Psychogenic Nonepileptic Attack: (Dissociative Convulsions)


Presentation

The patient with psychogenic nonepileptic attack (PNEA), also known as psychogenic nonepileptic seizure (PNES), typically presents with the appearance of having tonic-clonic seizure activity or can develop this during a visit.

There may be a history of sexual abuse, eating disorders, depression, substance abuse, anxiety disorders, or personality disorders, and the episode may be preceded by a stressful event. The terminology “pseudoseizure” or “hysterical seizure” is outdated and considered counterproductive as it may give the patient the perception that medical professionals consider this faked or voluntary behavior. Head turning from side to side and pelvic thrusting are common with PNEA, and it may be difficult to determine initially whether the patient is manifesting a true epileptic seizure.

A patient with true seizures usually has abdominal contractions but lacks corneal reflexes, whereas a patient with PNEA usually has corneal reflexes but lacks abdominal contractions. The patient’s general color and vital signs are normal, without any evidence of airway obstruction. Consciousness is often partially preserved and sometimes regained very quickly after the convulsive period with PNEA. Commonly, the patient is fluttering the eyelids or resists having the eyes opened. With eyelids closed, a patient with rapid (saccadic) eye movements is awake. On the other hand, a patient with slow, roving eye movements may have a depressed level of consciousness. Tearfulness during the event argues against epileptic seizure (ES). Ictal eye closure is a highly reliable indicator for PNES, while ictal eye opening is generally an indicator of ES.

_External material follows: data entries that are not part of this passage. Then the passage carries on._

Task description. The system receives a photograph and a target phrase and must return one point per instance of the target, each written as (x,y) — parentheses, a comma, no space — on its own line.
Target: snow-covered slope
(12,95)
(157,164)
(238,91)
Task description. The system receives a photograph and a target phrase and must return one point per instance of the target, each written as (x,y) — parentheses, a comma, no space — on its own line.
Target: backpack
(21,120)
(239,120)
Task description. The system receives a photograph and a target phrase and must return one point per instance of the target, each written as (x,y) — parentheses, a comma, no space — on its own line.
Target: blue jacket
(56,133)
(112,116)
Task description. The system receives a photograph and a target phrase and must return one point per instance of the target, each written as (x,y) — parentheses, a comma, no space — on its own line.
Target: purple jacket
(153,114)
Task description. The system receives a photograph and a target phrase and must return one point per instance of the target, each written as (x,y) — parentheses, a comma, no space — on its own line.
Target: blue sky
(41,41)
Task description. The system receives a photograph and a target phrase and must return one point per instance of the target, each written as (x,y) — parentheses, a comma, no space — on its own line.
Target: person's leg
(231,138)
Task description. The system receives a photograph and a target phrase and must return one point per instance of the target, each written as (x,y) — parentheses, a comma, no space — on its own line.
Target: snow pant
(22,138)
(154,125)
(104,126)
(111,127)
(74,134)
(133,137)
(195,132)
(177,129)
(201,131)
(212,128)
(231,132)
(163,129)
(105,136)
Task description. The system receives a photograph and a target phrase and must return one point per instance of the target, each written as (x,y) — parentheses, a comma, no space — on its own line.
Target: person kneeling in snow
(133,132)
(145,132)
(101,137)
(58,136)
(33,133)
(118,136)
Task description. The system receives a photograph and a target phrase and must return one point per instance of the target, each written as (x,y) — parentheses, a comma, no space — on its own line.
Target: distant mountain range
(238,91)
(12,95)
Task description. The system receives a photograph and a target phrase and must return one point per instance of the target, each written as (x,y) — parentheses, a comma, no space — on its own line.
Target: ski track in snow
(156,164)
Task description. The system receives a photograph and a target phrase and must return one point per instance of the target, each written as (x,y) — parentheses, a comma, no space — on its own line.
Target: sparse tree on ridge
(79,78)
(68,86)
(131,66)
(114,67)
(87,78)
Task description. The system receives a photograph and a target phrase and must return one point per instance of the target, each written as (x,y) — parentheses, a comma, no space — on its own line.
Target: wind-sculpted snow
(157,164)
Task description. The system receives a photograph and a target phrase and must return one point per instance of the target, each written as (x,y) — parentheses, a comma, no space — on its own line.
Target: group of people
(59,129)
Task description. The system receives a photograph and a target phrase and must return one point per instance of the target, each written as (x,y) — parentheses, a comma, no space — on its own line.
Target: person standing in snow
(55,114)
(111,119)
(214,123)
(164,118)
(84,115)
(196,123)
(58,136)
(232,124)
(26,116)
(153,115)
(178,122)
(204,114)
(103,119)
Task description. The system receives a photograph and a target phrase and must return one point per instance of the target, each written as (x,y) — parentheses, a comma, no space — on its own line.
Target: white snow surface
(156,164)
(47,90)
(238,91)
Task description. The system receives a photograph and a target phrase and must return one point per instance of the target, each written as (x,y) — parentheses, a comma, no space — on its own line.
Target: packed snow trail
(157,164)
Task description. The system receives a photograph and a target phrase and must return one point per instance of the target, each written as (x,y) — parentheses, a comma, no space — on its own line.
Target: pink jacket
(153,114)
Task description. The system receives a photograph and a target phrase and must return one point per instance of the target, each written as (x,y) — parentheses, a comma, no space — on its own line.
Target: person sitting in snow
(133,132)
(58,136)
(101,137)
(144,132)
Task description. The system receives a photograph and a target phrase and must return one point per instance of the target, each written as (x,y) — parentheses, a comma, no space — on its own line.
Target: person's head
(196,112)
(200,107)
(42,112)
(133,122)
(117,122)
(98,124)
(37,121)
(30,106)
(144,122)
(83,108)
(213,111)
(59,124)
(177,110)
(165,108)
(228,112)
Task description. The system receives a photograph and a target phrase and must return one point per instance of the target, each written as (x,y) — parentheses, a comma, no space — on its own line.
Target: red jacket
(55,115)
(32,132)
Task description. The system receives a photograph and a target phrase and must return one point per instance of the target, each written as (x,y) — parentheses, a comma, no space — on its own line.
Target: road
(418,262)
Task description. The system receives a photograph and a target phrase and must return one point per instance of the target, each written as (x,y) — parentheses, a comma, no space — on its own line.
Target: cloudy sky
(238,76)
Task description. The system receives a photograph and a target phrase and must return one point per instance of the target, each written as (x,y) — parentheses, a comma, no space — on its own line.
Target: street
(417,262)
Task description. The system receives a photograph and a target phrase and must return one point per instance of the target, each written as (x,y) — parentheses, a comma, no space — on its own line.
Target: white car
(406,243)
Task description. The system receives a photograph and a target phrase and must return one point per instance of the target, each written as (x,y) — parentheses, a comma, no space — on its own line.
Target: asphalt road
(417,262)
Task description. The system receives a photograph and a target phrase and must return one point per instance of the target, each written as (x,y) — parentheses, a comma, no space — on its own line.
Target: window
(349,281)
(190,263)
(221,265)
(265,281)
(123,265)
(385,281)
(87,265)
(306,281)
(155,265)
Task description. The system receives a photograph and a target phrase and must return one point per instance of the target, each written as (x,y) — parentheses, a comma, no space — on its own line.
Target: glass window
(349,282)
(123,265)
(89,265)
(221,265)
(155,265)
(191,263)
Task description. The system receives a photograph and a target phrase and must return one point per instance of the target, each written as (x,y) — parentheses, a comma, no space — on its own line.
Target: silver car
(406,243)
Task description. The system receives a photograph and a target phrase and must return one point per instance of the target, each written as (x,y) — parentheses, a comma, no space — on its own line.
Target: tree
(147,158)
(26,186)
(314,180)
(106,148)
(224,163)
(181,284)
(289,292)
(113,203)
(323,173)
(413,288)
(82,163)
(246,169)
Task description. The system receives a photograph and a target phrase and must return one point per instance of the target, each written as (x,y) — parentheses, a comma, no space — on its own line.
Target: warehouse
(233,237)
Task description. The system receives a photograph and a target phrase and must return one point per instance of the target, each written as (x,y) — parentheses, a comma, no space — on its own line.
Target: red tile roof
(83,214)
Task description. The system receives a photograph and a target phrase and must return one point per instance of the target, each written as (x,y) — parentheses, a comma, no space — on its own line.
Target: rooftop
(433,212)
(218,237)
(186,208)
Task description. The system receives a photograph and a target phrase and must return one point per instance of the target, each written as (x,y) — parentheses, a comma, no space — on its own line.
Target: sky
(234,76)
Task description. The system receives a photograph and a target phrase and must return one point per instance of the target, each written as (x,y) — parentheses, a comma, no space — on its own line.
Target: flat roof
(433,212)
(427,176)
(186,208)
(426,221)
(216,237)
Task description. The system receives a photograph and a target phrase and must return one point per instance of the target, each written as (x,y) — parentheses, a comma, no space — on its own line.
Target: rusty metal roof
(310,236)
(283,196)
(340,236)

With PNEA, there is typically no fecal or urinary incontinence, self-induced injury, or lateral tongue biting. Most true seizures are accompanied by a postictal state of disorientation and altered level of arousal and responsiveness. During an epileptic seizure, the plantar response is often extensor, whereas during a PNEA event it is usually flexor.

Noxious stimuli are not reliable in discriminating between PNEA and epileptic seizure. The remainder of the physical examination should be unremarkable.